Sesquiterpene binding Gly-Leu-Ser/Lys-"co-adaptation pocket" to inhibit lung cancer cell epithelial-mesenchymal transition.

Sesquiterpene lactones (SL) have a wide range of applications in anti-tumor and anti-inflammatory therapy. However, the pharmacological mechanism of such substances is not clear. In this study, parthenolide (PTL) was used as an example to explore the anti-tumor effect of natural molecules and their common mechanism. We showed that PTL inhibited the proliferation and migration by reverse EMT via the ERK2/NF-κB/Snail pathway in vivo and in vitro. Interestingly, Multiple potential targets of PTL contain a Gly-Leu-Ser/Lys-"co-adaptation pocket". This inspiring us analogies of PTL may also bind to these target proteins and play a similar function. Significantly, the Concept of co-adaptation pocket may help to increase the selectivity of drug research and development.

Dihydroartemisinin attenuates autoimmune thyroiditis by inhibiting the CXCR3/PI3K/AKT/NF-κB signaling pathway.

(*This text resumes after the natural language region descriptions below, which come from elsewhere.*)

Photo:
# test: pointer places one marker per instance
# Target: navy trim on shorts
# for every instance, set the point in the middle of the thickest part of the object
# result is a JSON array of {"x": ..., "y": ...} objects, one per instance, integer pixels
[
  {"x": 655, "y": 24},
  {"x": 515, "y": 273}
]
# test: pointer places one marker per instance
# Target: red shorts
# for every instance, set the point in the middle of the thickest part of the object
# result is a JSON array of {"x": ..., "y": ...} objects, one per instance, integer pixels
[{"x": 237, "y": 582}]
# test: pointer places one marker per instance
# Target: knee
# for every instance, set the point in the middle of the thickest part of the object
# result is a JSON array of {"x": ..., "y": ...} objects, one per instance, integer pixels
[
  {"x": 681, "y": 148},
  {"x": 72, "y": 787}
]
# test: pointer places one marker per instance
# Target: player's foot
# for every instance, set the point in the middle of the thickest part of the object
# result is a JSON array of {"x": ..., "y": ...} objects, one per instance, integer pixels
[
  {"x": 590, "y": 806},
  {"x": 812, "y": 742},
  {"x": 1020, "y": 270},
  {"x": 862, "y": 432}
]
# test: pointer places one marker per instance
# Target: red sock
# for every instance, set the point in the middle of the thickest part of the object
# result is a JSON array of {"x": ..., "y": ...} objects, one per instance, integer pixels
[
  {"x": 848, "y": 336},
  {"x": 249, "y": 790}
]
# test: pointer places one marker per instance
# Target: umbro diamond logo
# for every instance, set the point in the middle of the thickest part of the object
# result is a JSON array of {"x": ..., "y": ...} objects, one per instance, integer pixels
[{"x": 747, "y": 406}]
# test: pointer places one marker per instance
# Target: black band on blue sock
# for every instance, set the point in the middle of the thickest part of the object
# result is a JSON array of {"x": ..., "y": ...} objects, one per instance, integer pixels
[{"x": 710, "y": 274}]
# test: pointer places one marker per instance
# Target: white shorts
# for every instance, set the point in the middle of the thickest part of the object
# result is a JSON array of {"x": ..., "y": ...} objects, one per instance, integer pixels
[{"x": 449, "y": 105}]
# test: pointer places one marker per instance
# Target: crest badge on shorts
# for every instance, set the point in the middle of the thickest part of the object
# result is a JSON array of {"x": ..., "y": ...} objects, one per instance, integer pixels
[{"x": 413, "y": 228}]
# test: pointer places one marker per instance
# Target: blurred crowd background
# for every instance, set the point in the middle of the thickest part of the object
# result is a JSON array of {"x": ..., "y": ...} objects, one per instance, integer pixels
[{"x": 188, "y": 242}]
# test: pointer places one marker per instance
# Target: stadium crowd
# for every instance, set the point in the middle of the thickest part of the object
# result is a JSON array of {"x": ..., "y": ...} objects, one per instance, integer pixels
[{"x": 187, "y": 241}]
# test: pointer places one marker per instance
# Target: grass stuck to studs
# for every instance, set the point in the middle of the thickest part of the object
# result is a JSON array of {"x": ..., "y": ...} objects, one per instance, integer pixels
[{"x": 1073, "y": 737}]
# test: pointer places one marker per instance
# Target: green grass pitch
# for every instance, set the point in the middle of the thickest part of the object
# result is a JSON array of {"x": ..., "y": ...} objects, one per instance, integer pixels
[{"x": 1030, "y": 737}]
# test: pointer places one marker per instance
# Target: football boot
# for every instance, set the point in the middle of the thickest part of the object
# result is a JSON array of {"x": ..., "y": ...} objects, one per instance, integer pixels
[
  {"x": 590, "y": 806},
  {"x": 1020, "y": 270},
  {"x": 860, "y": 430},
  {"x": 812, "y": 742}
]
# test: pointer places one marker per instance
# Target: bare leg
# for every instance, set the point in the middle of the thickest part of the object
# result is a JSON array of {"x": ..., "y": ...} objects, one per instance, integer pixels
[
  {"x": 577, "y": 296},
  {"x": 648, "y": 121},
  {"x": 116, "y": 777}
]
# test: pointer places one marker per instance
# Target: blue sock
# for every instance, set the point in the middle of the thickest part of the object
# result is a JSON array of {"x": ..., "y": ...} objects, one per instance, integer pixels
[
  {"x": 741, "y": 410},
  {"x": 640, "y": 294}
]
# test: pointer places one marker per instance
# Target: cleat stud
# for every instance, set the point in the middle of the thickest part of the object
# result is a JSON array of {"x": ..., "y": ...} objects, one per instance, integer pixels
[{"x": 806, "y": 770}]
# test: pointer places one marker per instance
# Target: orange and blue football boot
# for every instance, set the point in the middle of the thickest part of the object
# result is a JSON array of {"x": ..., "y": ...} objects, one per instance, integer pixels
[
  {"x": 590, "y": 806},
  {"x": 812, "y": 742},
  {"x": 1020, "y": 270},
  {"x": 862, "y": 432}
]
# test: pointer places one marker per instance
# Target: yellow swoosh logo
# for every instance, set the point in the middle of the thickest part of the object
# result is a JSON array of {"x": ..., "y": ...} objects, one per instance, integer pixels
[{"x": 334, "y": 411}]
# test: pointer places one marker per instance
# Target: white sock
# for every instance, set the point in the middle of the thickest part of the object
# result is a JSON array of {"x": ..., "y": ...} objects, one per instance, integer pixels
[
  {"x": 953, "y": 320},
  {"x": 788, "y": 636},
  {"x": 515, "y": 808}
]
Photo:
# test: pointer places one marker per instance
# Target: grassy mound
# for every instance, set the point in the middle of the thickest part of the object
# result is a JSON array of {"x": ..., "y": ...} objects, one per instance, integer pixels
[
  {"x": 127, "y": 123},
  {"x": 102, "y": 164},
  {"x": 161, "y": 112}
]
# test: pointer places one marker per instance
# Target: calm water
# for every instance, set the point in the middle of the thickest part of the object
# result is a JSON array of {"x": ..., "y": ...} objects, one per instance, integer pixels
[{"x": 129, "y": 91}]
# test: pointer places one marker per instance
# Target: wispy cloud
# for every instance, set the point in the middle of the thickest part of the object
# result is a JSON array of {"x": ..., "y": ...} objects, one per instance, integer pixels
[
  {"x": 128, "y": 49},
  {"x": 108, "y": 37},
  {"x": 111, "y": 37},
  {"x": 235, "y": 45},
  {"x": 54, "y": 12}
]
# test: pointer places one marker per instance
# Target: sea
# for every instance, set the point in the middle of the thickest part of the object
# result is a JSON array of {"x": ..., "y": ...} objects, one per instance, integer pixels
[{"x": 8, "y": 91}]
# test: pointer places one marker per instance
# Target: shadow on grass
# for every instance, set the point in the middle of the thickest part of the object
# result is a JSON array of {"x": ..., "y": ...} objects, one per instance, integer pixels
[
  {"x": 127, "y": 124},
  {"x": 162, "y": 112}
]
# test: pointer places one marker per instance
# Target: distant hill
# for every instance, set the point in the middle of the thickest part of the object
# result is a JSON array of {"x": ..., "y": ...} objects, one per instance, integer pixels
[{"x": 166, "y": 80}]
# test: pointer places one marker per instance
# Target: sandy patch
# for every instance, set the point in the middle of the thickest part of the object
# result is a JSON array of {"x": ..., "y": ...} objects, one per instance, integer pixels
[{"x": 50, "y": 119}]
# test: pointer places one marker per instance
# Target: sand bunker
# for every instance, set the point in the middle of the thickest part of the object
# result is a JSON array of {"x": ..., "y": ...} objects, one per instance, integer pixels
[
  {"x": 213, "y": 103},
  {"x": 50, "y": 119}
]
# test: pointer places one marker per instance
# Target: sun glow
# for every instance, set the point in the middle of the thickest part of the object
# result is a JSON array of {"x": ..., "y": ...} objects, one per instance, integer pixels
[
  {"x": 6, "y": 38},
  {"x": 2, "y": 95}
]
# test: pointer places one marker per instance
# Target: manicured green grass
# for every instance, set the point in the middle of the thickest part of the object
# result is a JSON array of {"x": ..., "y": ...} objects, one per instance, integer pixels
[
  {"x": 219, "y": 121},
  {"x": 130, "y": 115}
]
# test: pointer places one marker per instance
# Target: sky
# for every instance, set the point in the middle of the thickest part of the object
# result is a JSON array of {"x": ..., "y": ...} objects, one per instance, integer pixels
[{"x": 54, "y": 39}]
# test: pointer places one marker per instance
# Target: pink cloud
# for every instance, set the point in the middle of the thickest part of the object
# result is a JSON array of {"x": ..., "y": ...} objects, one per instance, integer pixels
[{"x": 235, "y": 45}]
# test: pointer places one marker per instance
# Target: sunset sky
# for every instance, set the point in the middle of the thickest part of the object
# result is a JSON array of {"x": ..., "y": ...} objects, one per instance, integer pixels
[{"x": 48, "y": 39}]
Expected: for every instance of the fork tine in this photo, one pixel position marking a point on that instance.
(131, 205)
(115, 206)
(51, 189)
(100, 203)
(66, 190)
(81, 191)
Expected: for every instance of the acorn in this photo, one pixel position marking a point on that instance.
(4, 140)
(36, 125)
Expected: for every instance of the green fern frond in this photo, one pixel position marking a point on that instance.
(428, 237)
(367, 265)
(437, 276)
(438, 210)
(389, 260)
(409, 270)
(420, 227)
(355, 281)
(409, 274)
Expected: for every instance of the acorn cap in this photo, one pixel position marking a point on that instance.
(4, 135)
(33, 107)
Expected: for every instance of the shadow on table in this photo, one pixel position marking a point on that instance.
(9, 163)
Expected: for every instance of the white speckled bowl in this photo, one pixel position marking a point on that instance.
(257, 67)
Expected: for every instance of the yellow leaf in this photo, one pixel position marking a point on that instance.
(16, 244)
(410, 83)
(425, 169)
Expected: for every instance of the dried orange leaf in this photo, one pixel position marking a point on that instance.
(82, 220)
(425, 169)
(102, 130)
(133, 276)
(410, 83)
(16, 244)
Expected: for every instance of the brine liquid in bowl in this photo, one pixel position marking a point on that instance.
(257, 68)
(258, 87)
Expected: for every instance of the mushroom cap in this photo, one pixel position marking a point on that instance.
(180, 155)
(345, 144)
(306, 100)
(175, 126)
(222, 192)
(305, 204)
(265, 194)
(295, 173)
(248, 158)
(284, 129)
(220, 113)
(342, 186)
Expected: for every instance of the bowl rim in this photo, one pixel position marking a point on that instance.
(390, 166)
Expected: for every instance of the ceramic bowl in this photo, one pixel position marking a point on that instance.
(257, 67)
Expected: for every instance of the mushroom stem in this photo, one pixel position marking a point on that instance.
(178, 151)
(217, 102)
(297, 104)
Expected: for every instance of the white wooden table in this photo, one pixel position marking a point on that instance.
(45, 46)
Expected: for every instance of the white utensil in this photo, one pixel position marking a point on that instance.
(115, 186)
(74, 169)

Dihydroartemisinin (DHA) is the first generation of naturally occurring artemisinin derivatives with antimalarial activity. Recent research showed that this drug also features immunosuppressive and anti-inflammatory properties. Autoimmune thyroiditis (AIT) is a common organ-specific autoimmune disease with no available effective drug treatment. In this study, we investigated effects of DHA on AIT in vitro and in vivo. Results showed that DHA can visibly reduce antithyroglobulin antibody and thyroid peroxidase antibody levels and regulate T helper cells (Th) 1/Th2 imbalance of experimental AIT mice. DHA also dose-dependently suppressed proliferation of lymphocytes induced by lipopolysaccharide and concanavalin A. DHA inhibited binding of C-X-C chemokine ligand 10 (CXCL10) and its receptor (C-X-C motif) receptor 3 (CXCR3), thus inhibiting calcium flow. DHA can also reduce expression levels of PI3-kinase (PI3K), p-PI3K, protein kinase B (AKT), p-AKT, nuclear factor (NF)-κB/p65, and p-NF-κB/p65. In conclusion, DHA may serve as treatment drug for AIT by inhibiting the CXCR3/PI3K/AKT/NF-kB signaling pathway.